The McKinsey Global Institute estimates that the independent workforce is some 162 million people, up to 30% of the working-age population in the United States (and most of Europe)..The report looked at the full spectrum of ways in which individuals earned income outside traditional employee roles. It says independent workers fit into four key segments:
– About 30% are “free agents,” who actively choose independent work and derive their primary income from it.
– Approximately 40% are “casual earners,” who use independent work to supplement their income by choice
– The “reluctants” make their primary living from independent work, but would prefer traditional jobs; they make up 14%
– Then there’s the “financially strapped,” who do supplemental independent work out of necessity, accounting for 16%.
McKinsey says its survey found the majority of independent workers in all countries participated by choice and were attracted by the flexibility and autonomy. But most of the people involved are young and are maybe, at this stage of their lives, indifferent to the lack of benefits, the income security and the non- existent training.

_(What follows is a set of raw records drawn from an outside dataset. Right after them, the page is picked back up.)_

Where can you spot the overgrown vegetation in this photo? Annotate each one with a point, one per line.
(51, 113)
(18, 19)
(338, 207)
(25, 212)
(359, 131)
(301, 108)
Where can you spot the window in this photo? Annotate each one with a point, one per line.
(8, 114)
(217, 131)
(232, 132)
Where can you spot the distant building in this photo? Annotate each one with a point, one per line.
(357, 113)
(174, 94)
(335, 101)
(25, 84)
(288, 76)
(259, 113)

Those working for companies like Deliveroo, Uber are classed as self-employed and are expected to be freely and regularly available, to such an extent that there is no time to work for anyone else. They get no paid holidays, sick pay or pensions.

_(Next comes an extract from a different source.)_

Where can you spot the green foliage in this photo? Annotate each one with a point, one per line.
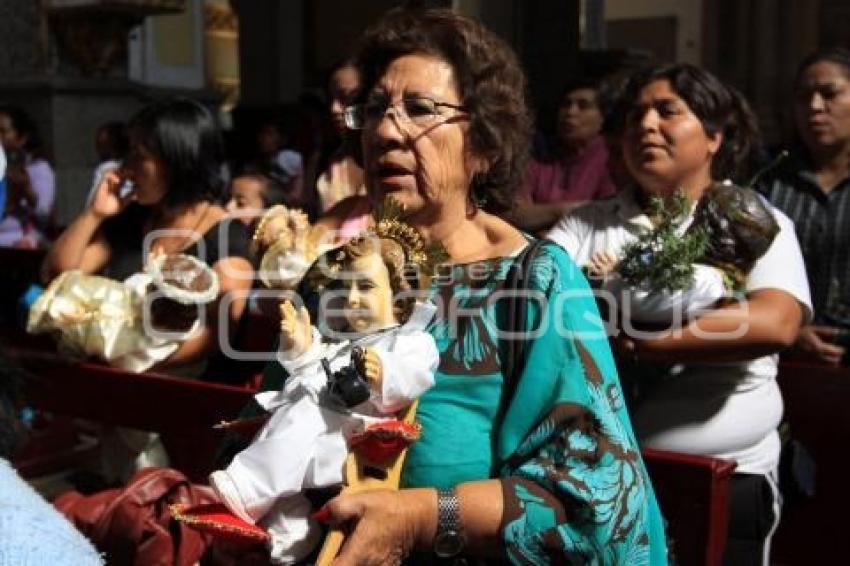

It’s all very well for young people to take advantage of the relative freedom offered by the “gig” employers, but the moment you decide to get married, buy a house and have children panic will, or should, set it. You cannot educate and care for a child not knowing whether or when you will get any steady income. It is unconscionable to expect a parent with two or three children to have no security at all, no annual holidays, no pension, and, if it comes to that, no parental leave. The point is that, if you have been working for years at part-time, rather than skilled work, how do you expect to get a serious, responsible, well- paid job with security later on, when you need it? Maybe you can argue that this is foolish lack of foresight, and why should we care if that is what they want to do. Be carefree now, suffer later?
So be it, but there is a type of money-obsessed, clever but autistic, top businessman who is fixing the economy in such a way that he can hire and fire with impunity, lower input costs and pocket the profits while being totally indifferent to the rest of us and to civilised treatment of workers, mWe will pay a high price for not reining them in.
(P.S From the U.S Department of Labor: “In early 2016, we announced that our Bureau of Labor Statistics will conduct a survey on contingent and alternative employment,for the first time since 2005 to help us understand how many of America’s workers are participating in “gig work”— that is, nontraditional work arrangements.” My comment: so by now you have the statistics; what have you been doing about them?)